R Packages as Collaboration Tools

Abstract: Data science teams often struggle with maintaining clean code libraries and sharing code between members to avoid duplicated efforts and rework. In addition, when team members leave an organization, institutional knowledge and coding skill is frequently lost unless documentation is diligent and substantial effort is committed to maintaining code repositories. This session will advocate for building internal R packages to combat these challenges.

R packages are excellent tools to manage important code and its documentation, creating sustainable, collaborative bodies of work. As an example of this in practice, the open source package uptasticsearch (developed at Uptake and available on CRAN) will be discussed.

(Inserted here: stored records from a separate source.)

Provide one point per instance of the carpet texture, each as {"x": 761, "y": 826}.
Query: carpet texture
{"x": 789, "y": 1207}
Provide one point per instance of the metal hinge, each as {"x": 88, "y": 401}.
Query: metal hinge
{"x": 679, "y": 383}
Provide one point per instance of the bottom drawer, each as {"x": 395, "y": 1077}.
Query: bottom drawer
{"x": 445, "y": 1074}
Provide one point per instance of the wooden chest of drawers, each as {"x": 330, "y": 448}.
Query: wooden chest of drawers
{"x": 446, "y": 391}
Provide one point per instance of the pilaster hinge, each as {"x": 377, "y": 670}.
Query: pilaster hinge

This package began as a set of scripts owned by one team member and was developed into a package that allows the entire Uptake data science organization (and now the general public) to easily access ElasticSearch stored data.

Some of the elements covered in this session will include:
-Why it’s worth spending the time to build R packages for internal use instead of maintaining assorted discrete scripts
-Where to start with R package building, and how to design a package to be sustainable and collaborative
-Techniques for converting complicated scripts into modular functions for packaging
-The importance of quality documentation and how to create and maintain it
-Methods for making contributing and collaborating on packages welcoming and easy for all members of the team, not just the package creator

Attendees can expect to learn the essentials of building an R package out of existing scripts, including planning your R package and pulling scripts together thematically, a few ways for sharing R packages with internal audiences, and guidance for smooth collaboration on packages within teams.

Bringing software engineering best principles to data science workflows lets you spend less time managing code and more time doing science.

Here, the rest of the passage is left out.